Over 27 percent of Minnesota’s lake units use on-site treatment systems (Septic Systems). According to the Minnesota Lakes Association in some rural counties with high quality of water resources, up to 75 percent of the population uses on-site septic systems. But over 13 percent of the state’s septic systems are located within the seven-country Twin Cities metro area.
As of 1999, the University of Minnesota Extension Service lists 13 counties in Minnesota with over 10,000 systems:
- St. Louis Co (33,009)
- Crow Wing (21,151)
- Otter Tail (19,628)
- Anoka (19,242)
- Stearns (17,610)
- Cass (16,412)
- Itasca (15,341)
- Wright (14,837)
- Washington (13,893)
- Aitkin (11,278)
- Becker (10,863)
- Hennepin (10,739)
- Pine (10,063)
It takes two things to have effective treatment of wastewater:
- a well designed and installed septic system
- a well-maintained septic system
Ken Olson, Extension Educator of the University of Minnesota has said: “When we have both of these components, a septic system will treat household sewage as well as, or better than, municipal treatment plants.” Therefore as responsible citizens we cannot allow either of these components to fail. All sources of phosphorous and other contaminants in the entire watershed will impact the river or lake if not properly managed.

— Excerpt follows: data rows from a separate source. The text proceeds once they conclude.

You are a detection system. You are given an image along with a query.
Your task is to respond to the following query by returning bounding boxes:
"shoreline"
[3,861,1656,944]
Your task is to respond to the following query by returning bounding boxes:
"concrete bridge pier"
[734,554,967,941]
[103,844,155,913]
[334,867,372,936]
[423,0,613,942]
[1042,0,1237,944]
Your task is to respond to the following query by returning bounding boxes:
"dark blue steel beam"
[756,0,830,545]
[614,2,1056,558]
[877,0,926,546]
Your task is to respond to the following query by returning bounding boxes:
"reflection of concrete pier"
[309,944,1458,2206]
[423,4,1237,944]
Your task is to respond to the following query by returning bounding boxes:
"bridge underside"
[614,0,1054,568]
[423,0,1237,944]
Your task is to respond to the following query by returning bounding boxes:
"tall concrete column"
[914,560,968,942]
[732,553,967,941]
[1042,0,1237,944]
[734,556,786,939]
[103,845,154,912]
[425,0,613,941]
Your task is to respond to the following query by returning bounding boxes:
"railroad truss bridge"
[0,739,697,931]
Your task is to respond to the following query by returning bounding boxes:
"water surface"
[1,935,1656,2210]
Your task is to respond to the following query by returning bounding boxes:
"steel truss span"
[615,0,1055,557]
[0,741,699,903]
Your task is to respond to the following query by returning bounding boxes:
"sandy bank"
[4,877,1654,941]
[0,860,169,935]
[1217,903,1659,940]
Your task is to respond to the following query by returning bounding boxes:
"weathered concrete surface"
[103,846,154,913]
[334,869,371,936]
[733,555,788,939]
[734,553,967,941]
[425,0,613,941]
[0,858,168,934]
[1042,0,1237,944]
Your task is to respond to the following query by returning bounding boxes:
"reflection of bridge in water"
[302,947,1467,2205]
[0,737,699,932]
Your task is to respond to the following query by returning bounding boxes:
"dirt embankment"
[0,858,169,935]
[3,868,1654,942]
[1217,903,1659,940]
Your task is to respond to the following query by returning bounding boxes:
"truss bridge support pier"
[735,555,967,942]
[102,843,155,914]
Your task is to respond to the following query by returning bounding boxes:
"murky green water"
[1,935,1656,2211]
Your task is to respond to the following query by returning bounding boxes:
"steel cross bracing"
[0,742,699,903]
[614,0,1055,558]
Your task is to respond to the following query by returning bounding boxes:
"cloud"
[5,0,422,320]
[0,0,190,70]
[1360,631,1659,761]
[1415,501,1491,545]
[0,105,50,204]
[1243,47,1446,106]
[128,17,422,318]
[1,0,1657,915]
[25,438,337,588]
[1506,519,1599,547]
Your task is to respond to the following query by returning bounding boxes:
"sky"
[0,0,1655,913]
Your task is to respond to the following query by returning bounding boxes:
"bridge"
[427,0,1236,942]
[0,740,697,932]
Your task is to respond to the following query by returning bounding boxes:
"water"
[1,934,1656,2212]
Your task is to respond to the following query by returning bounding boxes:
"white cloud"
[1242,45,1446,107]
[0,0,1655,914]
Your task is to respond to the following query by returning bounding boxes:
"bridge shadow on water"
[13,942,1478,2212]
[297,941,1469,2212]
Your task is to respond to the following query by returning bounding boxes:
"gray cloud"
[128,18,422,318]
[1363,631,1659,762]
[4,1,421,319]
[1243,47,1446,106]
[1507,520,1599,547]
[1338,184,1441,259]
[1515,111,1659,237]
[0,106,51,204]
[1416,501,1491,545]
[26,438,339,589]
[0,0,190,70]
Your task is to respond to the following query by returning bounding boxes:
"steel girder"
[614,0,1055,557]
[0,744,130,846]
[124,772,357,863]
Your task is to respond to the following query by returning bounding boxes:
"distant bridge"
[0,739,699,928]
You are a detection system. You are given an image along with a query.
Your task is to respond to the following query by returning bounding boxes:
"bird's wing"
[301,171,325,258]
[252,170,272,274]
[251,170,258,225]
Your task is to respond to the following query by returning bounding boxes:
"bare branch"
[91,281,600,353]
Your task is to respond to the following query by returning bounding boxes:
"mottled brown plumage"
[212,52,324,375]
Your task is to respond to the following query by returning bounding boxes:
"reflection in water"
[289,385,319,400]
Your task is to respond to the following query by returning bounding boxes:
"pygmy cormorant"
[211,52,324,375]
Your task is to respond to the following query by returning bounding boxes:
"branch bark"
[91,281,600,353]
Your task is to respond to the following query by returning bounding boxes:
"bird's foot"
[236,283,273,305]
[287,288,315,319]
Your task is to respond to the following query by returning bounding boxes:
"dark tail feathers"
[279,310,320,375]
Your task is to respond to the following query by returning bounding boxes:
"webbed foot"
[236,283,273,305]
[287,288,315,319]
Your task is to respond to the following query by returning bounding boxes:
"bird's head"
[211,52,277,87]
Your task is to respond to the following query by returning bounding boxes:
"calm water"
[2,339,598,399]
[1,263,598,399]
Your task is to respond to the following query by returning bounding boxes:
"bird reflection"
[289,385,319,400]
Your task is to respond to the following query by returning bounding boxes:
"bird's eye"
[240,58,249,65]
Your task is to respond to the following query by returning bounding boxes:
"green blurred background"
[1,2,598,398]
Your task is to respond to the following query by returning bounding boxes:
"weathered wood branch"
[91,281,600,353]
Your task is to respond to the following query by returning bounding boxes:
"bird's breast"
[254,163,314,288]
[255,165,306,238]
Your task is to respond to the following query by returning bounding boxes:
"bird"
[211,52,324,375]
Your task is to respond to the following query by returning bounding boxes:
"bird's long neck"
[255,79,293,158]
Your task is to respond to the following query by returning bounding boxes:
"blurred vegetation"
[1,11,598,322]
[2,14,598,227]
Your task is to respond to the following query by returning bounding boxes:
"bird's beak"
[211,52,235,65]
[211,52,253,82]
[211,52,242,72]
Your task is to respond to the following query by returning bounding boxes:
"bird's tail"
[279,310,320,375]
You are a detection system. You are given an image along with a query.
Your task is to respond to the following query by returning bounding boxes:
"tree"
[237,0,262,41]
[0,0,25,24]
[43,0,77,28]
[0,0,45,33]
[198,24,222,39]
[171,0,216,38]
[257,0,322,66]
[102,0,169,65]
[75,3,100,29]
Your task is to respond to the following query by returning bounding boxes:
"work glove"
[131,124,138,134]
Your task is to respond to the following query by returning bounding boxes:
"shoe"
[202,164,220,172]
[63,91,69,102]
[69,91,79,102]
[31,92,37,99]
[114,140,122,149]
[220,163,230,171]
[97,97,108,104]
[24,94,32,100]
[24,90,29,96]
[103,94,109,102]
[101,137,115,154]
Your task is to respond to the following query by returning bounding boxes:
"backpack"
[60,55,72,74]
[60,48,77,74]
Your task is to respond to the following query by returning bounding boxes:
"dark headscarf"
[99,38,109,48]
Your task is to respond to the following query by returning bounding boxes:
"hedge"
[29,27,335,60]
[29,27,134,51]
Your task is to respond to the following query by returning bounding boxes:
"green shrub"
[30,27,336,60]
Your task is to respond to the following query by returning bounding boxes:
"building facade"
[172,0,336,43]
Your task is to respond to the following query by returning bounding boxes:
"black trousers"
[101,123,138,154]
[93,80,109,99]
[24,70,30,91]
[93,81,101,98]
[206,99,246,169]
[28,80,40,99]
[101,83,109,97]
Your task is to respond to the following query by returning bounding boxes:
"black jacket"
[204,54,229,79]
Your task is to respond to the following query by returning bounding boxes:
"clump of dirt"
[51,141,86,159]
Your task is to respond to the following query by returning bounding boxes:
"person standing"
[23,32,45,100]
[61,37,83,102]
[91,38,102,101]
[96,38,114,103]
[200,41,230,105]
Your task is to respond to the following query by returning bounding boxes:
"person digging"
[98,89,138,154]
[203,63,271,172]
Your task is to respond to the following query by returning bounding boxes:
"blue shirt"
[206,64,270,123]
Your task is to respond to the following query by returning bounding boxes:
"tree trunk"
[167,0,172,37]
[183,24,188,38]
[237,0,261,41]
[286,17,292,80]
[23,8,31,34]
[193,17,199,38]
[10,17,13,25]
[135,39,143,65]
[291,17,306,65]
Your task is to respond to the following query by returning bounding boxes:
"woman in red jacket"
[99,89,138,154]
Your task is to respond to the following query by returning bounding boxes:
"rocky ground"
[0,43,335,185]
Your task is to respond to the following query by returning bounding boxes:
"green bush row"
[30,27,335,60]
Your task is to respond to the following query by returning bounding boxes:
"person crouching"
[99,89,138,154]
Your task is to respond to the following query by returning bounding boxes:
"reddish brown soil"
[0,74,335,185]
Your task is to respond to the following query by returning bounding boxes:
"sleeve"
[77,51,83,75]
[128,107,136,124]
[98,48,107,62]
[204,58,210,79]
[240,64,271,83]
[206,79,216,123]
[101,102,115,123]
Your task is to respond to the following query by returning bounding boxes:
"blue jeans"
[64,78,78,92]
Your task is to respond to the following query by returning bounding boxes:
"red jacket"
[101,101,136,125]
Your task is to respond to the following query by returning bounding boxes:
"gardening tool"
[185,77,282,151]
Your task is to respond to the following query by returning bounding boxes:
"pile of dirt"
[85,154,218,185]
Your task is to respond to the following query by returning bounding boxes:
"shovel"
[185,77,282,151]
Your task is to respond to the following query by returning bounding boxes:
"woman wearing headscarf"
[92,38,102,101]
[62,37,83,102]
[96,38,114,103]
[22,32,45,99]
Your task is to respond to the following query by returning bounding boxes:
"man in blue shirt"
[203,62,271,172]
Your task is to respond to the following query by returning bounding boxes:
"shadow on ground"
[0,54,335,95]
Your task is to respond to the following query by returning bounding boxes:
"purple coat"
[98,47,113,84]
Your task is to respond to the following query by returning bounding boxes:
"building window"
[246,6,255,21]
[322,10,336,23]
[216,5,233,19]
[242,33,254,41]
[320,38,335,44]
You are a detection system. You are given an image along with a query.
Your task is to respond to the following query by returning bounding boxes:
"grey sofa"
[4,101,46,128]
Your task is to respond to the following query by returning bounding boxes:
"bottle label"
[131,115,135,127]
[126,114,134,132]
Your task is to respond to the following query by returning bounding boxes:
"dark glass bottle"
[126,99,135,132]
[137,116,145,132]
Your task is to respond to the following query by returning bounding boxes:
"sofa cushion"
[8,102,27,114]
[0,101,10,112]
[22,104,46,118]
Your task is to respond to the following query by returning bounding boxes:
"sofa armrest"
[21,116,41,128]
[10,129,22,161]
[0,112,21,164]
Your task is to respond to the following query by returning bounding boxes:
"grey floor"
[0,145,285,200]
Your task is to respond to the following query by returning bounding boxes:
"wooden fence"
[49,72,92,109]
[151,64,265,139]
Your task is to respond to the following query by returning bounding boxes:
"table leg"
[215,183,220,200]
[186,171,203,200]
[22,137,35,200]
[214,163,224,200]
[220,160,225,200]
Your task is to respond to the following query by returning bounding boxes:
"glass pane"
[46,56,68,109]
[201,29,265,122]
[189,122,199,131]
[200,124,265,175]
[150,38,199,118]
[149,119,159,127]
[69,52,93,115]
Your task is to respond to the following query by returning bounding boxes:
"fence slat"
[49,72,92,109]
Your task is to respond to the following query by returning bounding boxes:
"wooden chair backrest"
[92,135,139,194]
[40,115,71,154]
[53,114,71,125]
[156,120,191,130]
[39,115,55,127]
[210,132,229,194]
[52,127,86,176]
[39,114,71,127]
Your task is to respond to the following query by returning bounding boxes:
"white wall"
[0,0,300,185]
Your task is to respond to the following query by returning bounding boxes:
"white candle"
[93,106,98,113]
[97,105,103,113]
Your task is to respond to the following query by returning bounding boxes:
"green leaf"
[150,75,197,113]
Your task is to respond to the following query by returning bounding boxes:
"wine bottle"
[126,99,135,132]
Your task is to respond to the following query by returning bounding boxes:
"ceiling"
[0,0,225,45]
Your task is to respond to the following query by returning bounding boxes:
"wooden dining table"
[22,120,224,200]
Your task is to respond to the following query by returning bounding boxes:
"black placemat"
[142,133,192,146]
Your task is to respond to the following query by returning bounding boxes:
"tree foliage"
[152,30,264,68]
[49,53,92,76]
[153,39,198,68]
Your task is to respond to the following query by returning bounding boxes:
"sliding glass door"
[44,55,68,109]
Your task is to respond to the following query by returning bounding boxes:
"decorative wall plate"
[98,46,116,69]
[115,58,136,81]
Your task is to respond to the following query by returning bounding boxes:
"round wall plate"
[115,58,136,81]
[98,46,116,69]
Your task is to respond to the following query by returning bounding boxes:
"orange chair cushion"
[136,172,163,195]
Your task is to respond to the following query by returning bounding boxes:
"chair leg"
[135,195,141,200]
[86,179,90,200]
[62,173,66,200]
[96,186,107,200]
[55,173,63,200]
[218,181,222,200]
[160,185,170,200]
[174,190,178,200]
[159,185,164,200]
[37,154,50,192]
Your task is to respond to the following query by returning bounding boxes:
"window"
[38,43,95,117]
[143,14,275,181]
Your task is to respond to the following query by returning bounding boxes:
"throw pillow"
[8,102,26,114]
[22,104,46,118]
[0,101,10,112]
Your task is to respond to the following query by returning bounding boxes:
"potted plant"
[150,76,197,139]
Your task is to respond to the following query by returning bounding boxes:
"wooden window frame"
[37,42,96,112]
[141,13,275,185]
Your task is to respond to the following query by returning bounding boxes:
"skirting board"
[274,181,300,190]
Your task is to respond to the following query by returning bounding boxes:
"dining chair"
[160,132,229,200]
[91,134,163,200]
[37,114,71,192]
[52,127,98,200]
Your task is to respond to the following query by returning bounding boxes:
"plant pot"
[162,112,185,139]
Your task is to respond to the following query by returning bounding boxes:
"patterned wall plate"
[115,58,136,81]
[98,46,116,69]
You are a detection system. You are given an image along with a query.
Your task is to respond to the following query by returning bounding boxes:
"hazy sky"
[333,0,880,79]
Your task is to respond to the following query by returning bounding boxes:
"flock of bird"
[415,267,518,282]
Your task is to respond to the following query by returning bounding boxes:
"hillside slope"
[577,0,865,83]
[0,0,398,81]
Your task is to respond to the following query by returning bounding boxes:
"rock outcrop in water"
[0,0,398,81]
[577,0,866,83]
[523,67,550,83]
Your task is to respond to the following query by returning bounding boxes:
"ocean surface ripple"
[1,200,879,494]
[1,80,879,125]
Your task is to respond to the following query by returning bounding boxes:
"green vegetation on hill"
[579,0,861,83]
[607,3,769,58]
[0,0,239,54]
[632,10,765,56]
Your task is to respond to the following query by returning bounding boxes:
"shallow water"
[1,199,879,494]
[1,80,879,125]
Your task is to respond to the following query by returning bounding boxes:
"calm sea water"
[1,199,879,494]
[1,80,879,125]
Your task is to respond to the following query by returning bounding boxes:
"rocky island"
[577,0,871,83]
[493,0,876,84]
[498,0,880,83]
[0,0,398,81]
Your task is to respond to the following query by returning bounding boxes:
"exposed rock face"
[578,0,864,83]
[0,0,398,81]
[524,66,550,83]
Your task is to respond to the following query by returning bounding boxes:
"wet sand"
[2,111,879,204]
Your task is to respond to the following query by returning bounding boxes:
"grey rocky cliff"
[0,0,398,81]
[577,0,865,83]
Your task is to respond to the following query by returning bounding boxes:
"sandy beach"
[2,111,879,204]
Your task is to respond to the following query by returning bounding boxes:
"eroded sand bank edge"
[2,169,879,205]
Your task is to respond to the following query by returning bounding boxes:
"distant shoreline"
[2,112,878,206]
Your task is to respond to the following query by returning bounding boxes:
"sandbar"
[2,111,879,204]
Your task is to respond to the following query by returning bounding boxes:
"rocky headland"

There are many regulations governing the proper treatment of sewage. Under state law, rule 7080, all counties are required to adopt a septic system ordinance that meets or exceeds the state rule and is effective in all areas of the county. Septic system inspection resides with the Minnesota Pollution Control Agency on the state level and with the County on a local level. All septic system designers, installers, inspectors and pumpers must be licensed by the state and follow state rules and procedures. A county permit must be obtained for the installation of a septic system.
The state law has a method of identifying systems that are not in compliance. If a homeowner obtains a permit for remodeling a home or adding a room to the home, the home’s septic system must be in compliance. Some counties are stricter than others in this matter.
State law requires homeowners, when selling a home with a septic system, to disclose what they know about the system. Lending institutions often require the system to meet county code as a condition of a loan. Some counties have made this lending requirement part of the county septic system ordinance.